Seduction of having it all
The remaining stack of factors can be thought of as seeing an existing trend that people were passionate about (rising affluence), the trade off people made to chase their passion (time devoted to spiritual practices), and the promise to have it all (quick practice with a “master” to add back spirituality). The seductive nature of this pattern plays out all over the place and it is one to be mindful of when working toward aligning people into a common mission.
Typically when we initiate a change and want a group to rally behind it, we are asking for a trade off in time with things they are already doing. The promise we make is one of an improved state if they follow along. This is backwards from the seductive pattern illustrated by Cao. I have to admit, these nefarious characters have a powerful and effective formula.
Instead, finding where is the center point of the current passion in a group is the first thing to figure out. Next is determining the trade off in time made by this passionate choice. Likely the broader trend is difficult to spot. Looking at, say your organization, the commonality of everyone could be at a pretty basic level, perhaps even as uninspiring as trading their time for money. As hard as it is to admit this, I think many leaders are not equipped to handle this easily and mistakenly think that high ideals of empowerment and fulfillment will just rally the troops, so to speak.
But that’s so low brow
As difficult as it may to swallow that most of an organization is likely just trading their time for money, to shift their passion into high gear, patience and meeting them where they are is crucial. Cao found the affluence-spirituality trade and then built into that void. The big change we want to drive also needs to be consumable in this impassioned trade. Cao didn’t deliver a robust spiritual package. No, he delivered a practical answer to the problem that got people integrating financial success and more spirituality than they had. I actually don’t doubt that Cao made a positive contribution in people’s lives. It just turned ugly when we took advantage of people’s vulnerability while in the change.

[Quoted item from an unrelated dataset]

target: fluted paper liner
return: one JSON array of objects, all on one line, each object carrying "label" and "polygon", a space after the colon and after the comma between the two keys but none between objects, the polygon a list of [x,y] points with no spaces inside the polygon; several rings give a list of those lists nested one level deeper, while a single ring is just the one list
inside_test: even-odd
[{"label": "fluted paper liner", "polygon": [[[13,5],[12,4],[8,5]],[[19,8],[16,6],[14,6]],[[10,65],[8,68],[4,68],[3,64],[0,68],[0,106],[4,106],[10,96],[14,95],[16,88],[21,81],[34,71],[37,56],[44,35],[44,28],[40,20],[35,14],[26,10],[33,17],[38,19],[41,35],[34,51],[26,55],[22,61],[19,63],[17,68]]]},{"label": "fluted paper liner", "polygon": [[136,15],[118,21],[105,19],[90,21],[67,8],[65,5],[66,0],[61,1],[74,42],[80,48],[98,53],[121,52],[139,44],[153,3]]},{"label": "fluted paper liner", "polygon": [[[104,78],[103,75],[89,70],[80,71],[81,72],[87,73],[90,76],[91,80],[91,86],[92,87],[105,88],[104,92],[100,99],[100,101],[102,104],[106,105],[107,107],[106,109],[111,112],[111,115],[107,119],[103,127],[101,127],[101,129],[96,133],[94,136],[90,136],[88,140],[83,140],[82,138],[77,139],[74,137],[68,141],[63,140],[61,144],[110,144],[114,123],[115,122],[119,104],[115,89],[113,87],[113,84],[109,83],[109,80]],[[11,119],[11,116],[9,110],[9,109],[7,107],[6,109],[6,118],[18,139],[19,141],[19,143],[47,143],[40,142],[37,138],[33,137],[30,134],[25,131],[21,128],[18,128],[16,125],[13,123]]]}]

Yes, I am sure most changes leaders want to make are needed for the survival of an organization or it’s growth. Framing the passionate trade to meet most people at a basic level takes significant effort, depth of knowing the members of the organization, and practically deploying in the direction of your higher goal. Building the change practically into the gulf between what people are chasing now and the reframe of what you, and they, want as well, is the subtle but oh so powerful move made by hucksters. We can learn from this and do the same with lasting positive results.